Typically only one attacher out of each group may be considered
for attachment to a base codepoint.
The ccc value is also used to ensure the ordering of attaching
codepoints is consistent in
.CW NFD
formatted strings[UAX#15].
The other value we need is the Quick Check (qc)
value of a codepoint which is used to determine where a normalization
context ends in certain situations. We'll elaborate on this further
in the following section. Our existing compact
array structure works well enough for these lookup tables as is,
resulting in the following sizes:
.TS
l l
l n.
Table	Size (bytes)
ccc	9738
qc	7878
.TE
.LP
The abstract logic for normalization is described in [UAX#15] and is
as follows:
.P1
1. Decompose every rune possible in the string until it
   can no longer be decomposed
2. For codepoints without a ccc of zero, conduct a
   stable sort of them based on their ccc value
3. If we are normalizing to NFC, recursively recompose code
   points in the string until there is nothing more to recompose
.P2
.LP
The main challenge for normalization then is designing an algorithm
that can do all of this on a single pass of the string. To accomplish
this, we iterate through a string and accumulate runes into a context.

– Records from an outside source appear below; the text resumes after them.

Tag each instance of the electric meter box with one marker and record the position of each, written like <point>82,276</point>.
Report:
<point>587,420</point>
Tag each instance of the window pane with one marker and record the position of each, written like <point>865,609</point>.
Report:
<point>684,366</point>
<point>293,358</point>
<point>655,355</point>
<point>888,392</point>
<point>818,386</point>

A context conceptually aims to localize the effect of normalization, breaking
it down into chunks, such that a chunk can be processed independantly.
This allows very large strings to be processed piecewise and within
reasonable memory boundaries. We implemented the context by using a stack,
which is cleared and reused for multiple contexts as we parse through the string.
The process by which we construct the first part of our context is as follows:
.P1
1. Take the next rune from the string and push it onto our stack
2. If the following rune has a ccc not equal to zero,
   push it on the stack. Repeat until we encounter a rune with a
   ccc of zero.
3. Perform a stable sort of the stack by the ccc value of the codepoints
.P2
.LP
At this point if we are normalizing to a decomposed form (NFD) our context
is finished and may be flushed. Continuing the process again for the next
rune in the string.
.LP
If we're recomposing, we now must classify which type of context that we have
before we continue.  

Here we split into one of two recomposition strategies based on which
type of context we have. Strategy A is used for sequences of codepoints
which have attachers (ccc of non-zero), and strategy B for sequences
of composable base runes (ccc of zero).
.LP
.P1
ccc of non zero/Strategy A
1.  Use the base codepoint as the left hand side input to our
    recomposition
2.  Use the next immediate codepoint as the right hand side input
    to our recomposition.
2a. If a match is found, replace the base rune with the new result
    and discard the right hand size codepoint. The new codepoint will
    be used as the base codepoint for further iterations.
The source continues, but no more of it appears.